New film explores ideological battle over HIV

LifeSite has a review of a "Miss HIV", a new film about AIDS: Miss HIV: A Film to Change How the World Sees HIV/AIDS. Here is the summary from the film makers:
Miss HIV explores the international collision of HIV/AIDS policies while following the journey of two HIV-positive women who enter the contest in Botswana. Filmed across Africa and the international AIDS conference in Toronto this explosive ethnographic film shares both sides of an ideology struggle. What is happening in Botswana, where half of all pregnant women have HIV, is set against Uganda who has experienced the largest reductions of new infections ever recorded.
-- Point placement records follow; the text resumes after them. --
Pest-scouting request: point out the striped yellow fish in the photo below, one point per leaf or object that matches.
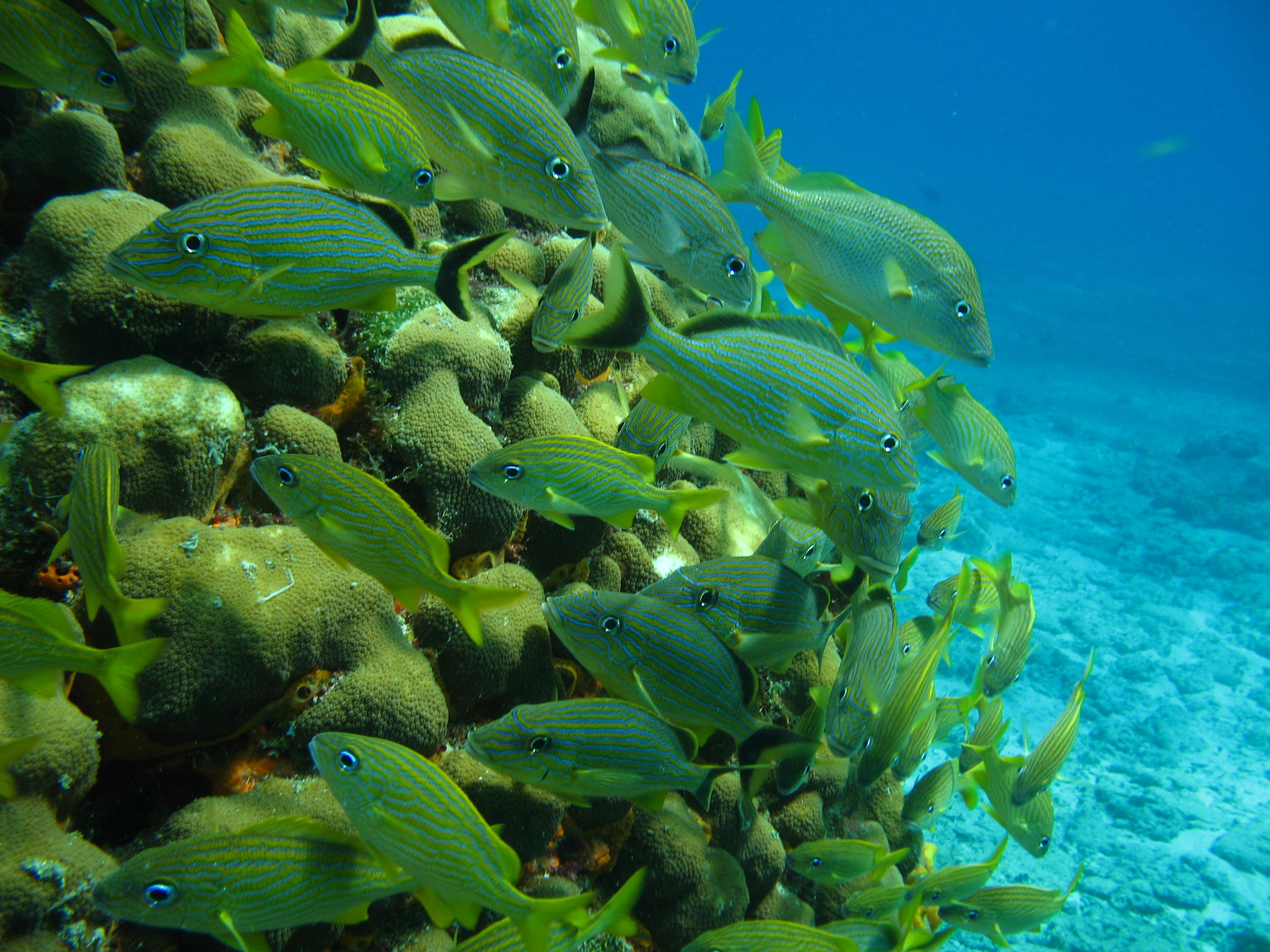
(280, 874)
(159, 26)
(783, 388)
(656, 36)
(46, 45)
(40, 640)
(875, 258)
(717, 110)
(652, 431)
(591, 748)
(564, 475)
(494, 134)
(92, 509)
(679, 224)
(421, 822)
(285, 250)
(359, 521)
(39, 381)
(359, 138)
(1047, 758)
(972, 441)
(538, 40)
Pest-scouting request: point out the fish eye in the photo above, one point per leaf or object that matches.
(193, 243)
(347, 761)
(159, 894)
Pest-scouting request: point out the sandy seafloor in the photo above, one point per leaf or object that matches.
(1143, 528)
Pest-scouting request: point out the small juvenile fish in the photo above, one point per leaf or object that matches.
(91, 511)
(420, 820)
(931, 795)
(46, 45)
(493, 132)
(39, 381)
(877, 258)
(940, 525)
(652, 431)
(972, 441)
(40, 640)
(783, 388)
(657, 36)
(769, 936)
(1004, 911)
(538, 40)
(867, 525)
(761, 610)
(717, 110)
(359, 138)
(564, 475)
(280, 874)
(285, 250)
(1047, 758)
(595, 748)
(359, 521)
(651, 653)
(834, 862)
(677, 223)
(801, 546)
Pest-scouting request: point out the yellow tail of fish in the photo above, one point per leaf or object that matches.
(120, 671)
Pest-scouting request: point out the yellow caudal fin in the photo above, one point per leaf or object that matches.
(535, 924)
(469, 601)
(133, 615)
(120, 671)
(685, 501)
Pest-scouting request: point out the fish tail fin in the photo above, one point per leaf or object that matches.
(244, 66)
(685, 501)
(625, 320)
(451, 278)
(120, 671)
(133, 615)
(469, 601)
(742, 167)
(535, 923)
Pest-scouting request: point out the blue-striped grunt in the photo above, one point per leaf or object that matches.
(972, 442)
(757, 606)
(652, 431)
(657, 36)
(677, 224)
(280, 874)
(359, 521)
(92, 509)
(46, 45)
(595, 748)
(538, 40)
(285, 250)
(40, 640)
(783, 388)
(39, 381)
(421, 822)
(877, 258)
(494, 134)
(564, 475)
(359, 138)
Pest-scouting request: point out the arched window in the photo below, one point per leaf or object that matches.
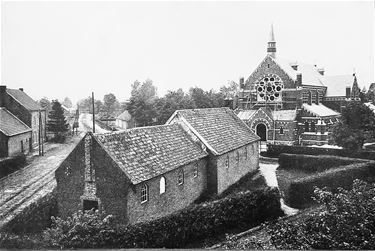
(306, 126)
(180, 178)
(162, 185)
(144, 193)
(312, 126)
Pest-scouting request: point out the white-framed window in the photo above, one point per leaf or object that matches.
(227, 161)
(180, 177)
(162, 185)
(195, 174)
(144, 193)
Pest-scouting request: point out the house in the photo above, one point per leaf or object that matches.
(15, 136)
(149, 172)
(17, 102)
(291, 103)
(125, 120)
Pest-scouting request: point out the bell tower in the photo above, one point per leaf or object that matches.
(271, 46)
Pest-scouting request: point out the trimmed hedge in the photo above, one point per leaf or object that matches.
(276, 150)
(312, 163)
(302, 190)
(197, 222)
(11, 164)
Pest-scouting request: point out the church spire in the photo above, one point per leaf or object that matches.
(271, 47)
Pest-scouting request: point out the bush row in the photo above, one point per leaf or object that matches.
(302, 190)
(311, 163)
(35, 218)
(194, 223)
(11, 164)
(276, 150)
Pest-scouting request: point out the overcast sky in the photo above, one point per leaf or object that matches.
(59, 49)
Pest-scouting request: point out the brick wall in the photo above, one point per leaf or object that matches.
(14, 144)
(176, 196)
(237, 169)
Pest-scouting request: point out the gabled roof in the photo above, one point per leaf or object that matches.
(319, 110)
(125, 116)
(10, 125)
(219, 128)
(24, 99)
(146, 152)
(288, 115)
(336, 85)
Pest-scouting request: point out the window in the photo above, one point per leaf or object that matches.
(306, 126)
(144, 193)
(195, 170)
(227, 161)
(312, 126)
(180, 178)
(162, 185)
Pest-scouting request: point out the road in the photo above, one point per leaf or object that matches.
(21, 188)
(85, 124)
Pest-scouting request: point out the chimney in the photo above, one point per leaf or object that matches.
(3, 89)
(321, 71)
(348, 92)
(242, 85)
(294, 66)
(299, 79)
(309, 99)
(317, 97)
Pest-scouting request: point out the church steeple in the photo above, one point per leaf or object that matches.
(271, 48)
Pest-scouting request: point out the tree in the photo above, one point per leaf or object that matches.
(67, 102)
(142, 103)
(56, 121)
(358, 124)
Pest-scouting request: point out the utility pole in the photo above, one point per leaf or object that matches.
(93, 113)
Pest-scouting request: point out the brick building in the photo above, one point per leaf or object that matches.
(25, 109)
(15, 136)
(149, 172)
(288, 102)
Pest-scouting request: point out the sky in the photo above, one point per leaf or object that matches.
(69, 49)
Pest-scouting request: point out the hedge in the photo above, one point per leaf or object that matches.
(302, 190)
(311, 163)
(11, 164)
(34, 218)
(276, 150)
(197, 222)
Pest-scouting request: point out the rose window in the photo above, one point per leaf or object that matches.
(269, 88)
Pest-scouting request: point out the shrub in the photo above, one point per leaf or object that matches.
(301, 190)
(176, 230)
(11, 164)
(347, 221)
(276, 150)
(311, 163)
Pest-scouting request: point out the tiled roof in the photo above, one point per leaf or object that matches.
(147, 152)
(125, 116)
(219, 127)
(24, 99)
(10, 125)
(319, 110)
(336, 85)
(246, 114)
(289, 115)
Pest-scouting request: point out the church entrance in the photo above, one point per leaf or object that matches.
(261, 131)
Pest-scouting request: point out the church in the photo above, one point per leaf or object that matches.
(293, 103)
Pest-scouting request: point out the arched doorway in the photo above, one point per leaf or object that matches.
(261, 130)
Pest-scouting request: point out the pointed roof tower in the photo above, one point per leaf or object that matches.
(271, 46)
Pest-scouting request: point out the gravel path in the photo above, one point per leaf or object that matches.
(21, 188)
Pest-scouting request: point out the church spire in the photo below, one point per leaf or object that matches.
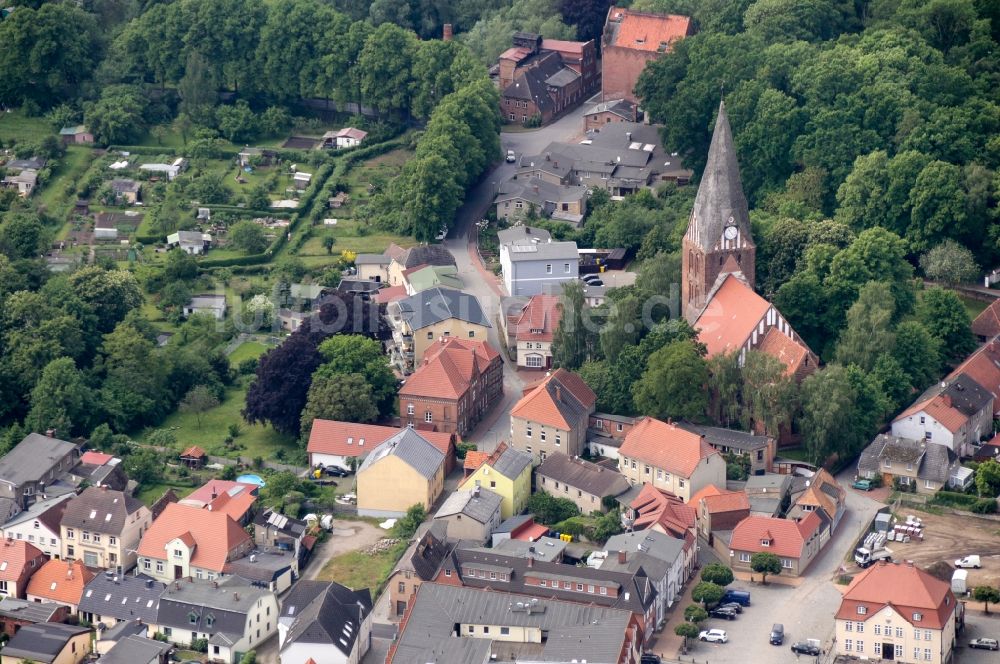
(720, 201)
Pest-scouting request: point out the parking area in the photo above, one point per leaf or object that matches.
(805, 611)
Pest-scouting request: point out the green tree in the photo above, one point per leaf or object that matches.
(248, 237)
(717, 573)
(707, 593)
(986, 595)
(765, 563)
(198, 401)
(60, 400)
(674, 382)
(950, 263)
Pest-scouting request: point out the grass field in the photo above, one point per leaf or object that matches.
(258, 440)
(357, 569)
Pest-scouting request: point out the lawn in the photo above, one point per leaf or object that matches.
(255, 439)
(357, 569)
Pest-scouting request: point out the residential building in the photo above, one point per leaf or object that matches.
(406, 259)
(191, 242)
(324, 622)
(507, 472)
(473, 626)
(719, 510)
(233, 616)
(488, 569)
(420, 563)
(457, 384)
(956, 413)
(552, 416)
(103, 527)
(39, 525)
(606, 112)
(126, 191)
(659, 555)
(589, 486)
(670, 458)
(16, 613)
(334, 443)
(620, 158)
(60, 581)
(758, 450)
(18, 561)
(137, 650)
(630, 41)
(519, 200)
(530, 331)
(35, 468)
(207, 303)
(111, 598)
(900, 612)
(925, 466)
(47, 643)
(470, 514)
(410, 465)
(420, 320)
(185, 541)
(530, 267)
(795, 543)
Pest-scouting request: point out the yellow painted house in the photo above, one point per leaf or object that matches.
(403, 471)
(506, 471)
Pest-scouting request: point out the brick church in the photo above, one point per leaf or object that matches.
(717, 274)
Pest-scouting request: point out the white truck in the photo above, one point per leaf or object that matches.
(866, 557)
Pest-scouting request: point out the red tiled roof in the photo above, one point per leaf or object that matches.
(983, 366)
(349, 439)
(14, 555)
(94, 458)
(730, 316)
(60, 581)
(987, 323)
(784, 349)
(542, 313)
(449, 369)
(559, 397)
(666, 446)
(213, 534)
(906, 588)
(646, 32)
(787, 537)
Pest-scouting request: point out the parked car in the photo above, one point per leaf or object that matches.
(984, 644)
(969, 561)
(724, 613)
(714, 636)
(806, 649)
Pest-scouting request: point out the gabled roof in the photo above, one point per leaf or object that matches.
(720, 192)
(906, 588)
(349, 439)
(100, 509)
(14, 557)
(583, 475)
(60, 581)
(412, 449)
(449, 369)
(786, 538)
(213, 534)
(666, 446)
(561, 400)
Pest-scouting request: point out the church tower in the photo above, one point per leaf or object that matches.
(718, 237)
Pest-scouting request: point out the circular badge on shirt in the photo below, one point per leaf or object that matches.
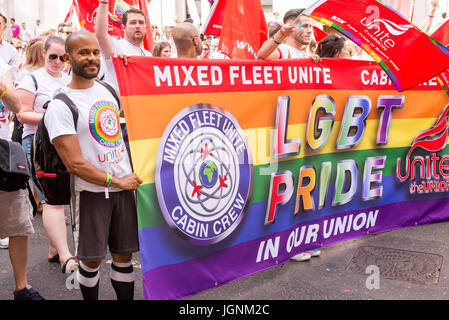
(104, 124)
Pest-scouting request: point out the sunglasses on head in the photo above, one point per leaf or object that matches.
(53, 57)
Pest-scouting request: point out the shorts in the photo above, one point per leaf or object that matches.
(15, 214)
(104, 222)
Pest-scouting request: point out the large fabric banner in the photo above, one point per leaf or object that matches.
(247, 163)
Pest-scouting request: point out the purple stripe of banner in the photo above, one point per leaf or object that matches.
(190, 277)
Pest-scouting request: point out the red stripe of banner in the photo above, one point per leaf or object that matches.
(179, 76)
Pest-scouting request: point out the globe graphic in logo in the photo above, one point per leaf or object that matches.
(208, 174)
(204, 174)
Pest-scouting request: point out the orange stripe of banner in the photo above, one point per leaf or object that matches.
(150, 121)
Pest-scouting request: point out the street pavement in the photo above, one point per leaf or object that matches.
(321, 278)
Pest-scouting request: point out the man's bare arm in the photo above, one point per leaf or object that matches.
(69, 150)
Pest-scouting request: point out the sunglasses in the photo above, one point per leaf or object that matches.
(53, 57)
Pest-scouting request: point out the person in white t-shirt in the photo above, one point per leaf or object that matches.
(34, 91)
(15, 211)
(292, 40)
(7, 51)
(94, 152)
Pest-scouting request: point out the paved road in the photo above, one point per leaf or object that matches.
(325, 277)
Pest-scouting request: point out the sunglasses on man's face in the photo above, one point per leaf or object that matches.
(53, 57)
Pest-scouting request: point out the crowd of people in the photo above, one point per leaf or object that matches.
(36, 66)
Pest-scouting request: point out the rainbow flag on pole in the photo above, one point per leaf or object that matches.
(247, 163)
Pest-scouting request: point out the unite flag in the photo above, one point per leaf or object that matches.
(395, 44)
(442, 36)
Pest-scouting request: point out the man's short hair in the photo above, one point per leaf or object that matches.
(292, 14)
(132, 10)
(52, 40)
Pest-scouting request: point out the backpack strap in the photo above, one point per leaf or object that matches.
(111, 90)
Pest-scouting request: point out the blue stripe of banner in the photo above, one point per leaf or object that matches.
(165, 247)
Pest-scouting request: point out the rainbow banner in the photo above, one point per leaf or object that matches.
(247, 163)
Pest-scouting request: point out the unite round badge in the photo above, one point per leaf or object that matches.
(204, 174)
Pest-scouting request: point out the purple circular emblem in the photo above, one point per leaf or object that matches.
(204, 174)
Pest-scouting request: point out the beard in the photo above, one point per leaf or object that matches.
(78, 69)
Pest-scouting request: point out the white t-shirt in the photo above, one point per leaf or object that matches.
(47, 88)
(122, 46)
(289, 52)
(98, 131)
(9, 55)
(4, 113)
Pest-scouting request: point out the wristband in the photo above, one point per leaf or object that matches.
(108, 182)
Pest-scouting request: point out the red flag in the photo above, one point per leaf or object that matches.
(404, 7)
(148, 42)
(442, 34)
(318, 34)
(400, 48)
(244, 29)
(87, 15)
(214, 22)
(69, 15)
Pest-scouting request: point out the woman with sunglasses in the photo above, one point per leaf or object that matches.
(34, 90)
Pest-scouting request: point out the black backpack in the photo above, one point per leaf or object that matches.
(48, 170)
(14, 169)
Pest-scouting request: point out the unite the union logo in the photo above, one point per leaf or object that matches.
(204, 174)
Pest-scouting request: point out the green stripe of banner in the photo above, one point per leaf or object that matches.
(150, 214)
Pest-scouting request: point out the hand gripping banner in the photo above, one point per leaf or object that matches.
(404, 52)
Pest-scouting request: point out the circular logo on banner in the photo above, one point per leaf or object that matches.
(204, 174)
(104, 124)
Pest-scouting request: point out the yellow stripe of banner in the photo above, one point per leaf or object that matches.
(402, 132)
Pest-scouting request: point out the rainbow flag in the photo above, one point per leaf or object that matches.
(247, 163)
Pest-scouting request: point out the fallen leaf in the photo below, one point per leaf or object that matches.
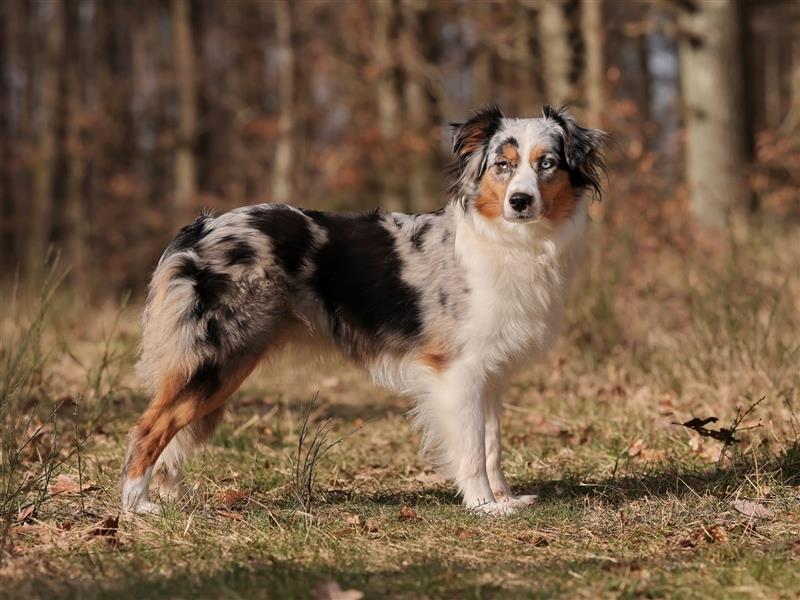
(429, 477)
(754, 510)
(330, 590)
(66, 484)
(371, 525)
(636, 447)
(26, 513)
(233, 498)
(230, 515)
(713, 534)
(407, 514)
(107, 530)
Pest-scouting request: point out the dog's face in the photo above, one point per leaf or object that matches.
(526, 170)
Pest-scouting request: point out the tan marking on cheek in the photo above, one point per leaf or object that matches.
(489, 202)
(537, 153)
(558, 197)
(510, 153)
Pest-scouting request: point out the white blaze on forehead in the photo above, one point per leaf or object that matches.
(529, 133)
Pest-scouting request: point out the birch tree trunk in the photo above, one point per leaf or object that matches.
(593, 33)
(417, 111)
(41, 214)
(282, 167)
(482, 60)
(528, 93)
(388, 101)
(75, 208)
(185, 168)
(712, 81)
(556, 51)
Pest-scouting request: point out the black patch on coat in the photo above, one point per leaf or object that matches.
(205, 381)
(189, 236)
(213, 335)
(241, 253)
(442, 298)
(289, 231)
(209, 285)
(357, 277)
(418, 237)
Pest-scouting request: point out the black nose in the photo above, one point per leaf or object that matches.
(520, 201)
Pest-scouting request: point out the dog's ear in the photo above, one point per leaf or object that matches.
(583, 151)
(470, 140)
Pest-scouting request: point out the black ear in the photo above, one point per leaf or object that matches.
(583, 151)
(470, 140)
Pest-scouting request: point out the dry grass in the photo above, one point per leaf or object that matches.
(630, 504)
Unlike any film you've ever seen on AIDS, the story takes you backstage to the Miss HIV pageant and behind the curtain on what is really happening in the war against a virus that is now the leading killer of people under 60 in the world.
John Jalsevac of LifeSite comments:
What is gradually revealed is, in part, the absurdity and hypocrisy of an ideology that is built upon the idea of radical human freedom, and that seeks to normalize HIV in order to erase "stigma", but that in turn stigmatizes anyone who even suggests abstinence or fidelity may be a solution to what is, after all, a sexually-transmitted disease.

As Martin Ssempa, the electric young Ugandan pastor who has been so instrumental in reducing HIV rates in his country, says, "You know what I find? I find that these guys have an irrational fear of abstinence. I mean they're paranoid. When you say the word abstinence they go 'Arraghagh! Stop!' And then, if you really want to get them riled up, say something about faithful in marriage. They want to pull their hair out!"